Os militares estão alinhados a Bolsonaro desde antes das eleições, quando se engajaram em sua campanha. Nos últimos dias, o presidente parece ter exigido alinhamento ainda maior. A troca do comando, no entanto, não permite concluir que os militares não se dobraram à politização das Forças.

Seria importante entender se há limites que as Forças Armadas não se dispuseram a cruzar, quais são eles e, ponto máximo de atenção, se as polícias estaduais estariam propensas a isso. Sobre a discussão, há dois bons episódios do podcast diário da Folha, o Café da Manhã.

Quanto às intenções golpistas mencionadas, como não é a primeira vez que Bolsonaro revela a inclinação, valeria investigar que tipo de golpismo repaginado seria esse —a ponto de Azevedo e Silva, que ano passado sobrevoou com Bolsonaro manifestações pelo fechamento do Congresso e do STF, achar por bem dizer em sua saída que assegurou o papel das Forças como instituição de Estado.

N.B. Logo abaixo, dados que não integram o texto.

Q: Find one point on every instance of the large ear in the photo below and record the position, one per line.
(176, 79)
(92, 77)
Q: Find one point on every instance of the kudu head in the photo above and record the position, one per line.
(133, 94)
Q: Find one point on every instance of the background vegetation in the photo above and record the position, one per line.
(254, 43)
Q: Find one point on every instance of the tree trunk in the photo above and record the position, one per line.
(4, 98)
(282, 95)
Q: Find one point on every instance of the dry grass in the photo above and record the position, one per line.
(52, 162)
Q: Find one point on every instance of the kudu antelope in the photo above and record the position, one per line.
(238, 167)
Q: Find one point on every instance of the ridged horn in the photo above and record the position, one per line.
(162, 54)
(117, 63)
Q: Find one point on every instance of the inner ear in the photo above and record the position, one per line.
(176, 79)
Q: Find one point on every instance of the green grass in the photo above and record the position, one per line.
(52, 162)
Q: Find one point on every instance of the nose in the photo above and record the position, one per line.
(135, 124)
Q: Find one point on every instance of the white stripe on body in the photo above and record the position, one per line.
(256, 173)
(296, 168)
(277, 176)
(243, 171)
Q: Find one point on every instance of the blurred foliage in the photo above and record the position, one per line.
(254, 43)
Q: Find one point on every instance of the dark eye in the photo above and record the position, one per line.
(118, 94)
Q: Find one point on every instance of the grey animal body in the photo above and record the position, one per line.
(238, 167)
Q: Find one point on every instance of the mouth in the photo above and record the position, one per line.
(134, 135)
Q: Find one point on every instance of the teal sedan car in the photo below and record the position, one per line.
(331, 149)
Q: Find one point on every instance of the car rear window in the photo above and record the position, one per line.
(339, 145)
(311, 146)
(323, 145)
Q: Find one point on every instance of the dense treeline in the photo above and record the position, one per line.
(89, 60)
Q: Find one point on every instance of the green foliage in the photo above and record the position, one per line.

No mais, os militares parecem buscar se afastar da crise política e sanitária hoje instalada, e o presidente pode ter dado ao grupo a saída do labirinto no qual o próprio grupo se dispôs a entrar, como apontou análise publicada na terça (30) pela Folha.

Voltando à ideia segundo a qual os militares recusam a adesão à política, os tuítes postados pelo então comandante do Exército, o general Villas Bôas, um dia antes do julgamento de habeas corpus do ex-presidente Lula, em 2018, provam que a conclusão exige bem mais cautela.

Após mais de 30 anos de redemocratização, os militares mergulharam até a ponta do quepe na política. Se vão recuar, só as articulações para as eleições de 2022 e o olhar atento da imprensa dirão.

Na edição impressa de segunda (29), a Folha publicou o texto “Folha cobriu Lava Jato com olhar crítico ao longo de 7 anos da operação”.

Muitos leitores se sentiram incomodados. “Nada mais brega e arrogante do que o autoelogio. Nesse quesito, o jornal se equipara aos políticos que precisam a toda hora reafirmar seus feitos e esconder suas mazelas. Seria mais honesto, e mais útil aos leitores, um artigo mostrando onde foi que o jornal errou”, disse um leitor.

O título destacou a operação Lava Jato, mas o conteúdo da matéria misturou cobertura da Lava Jato e da Vaza Jato —esta última funcionando como ponto de apoio importante ao argumento do olhar crítico sobre a operação.

O texto subestima o poder de julgamento do leitor. No fim das contas, cabe a ele dizer se a Folha cobriu ou não com olhar crítico a operação.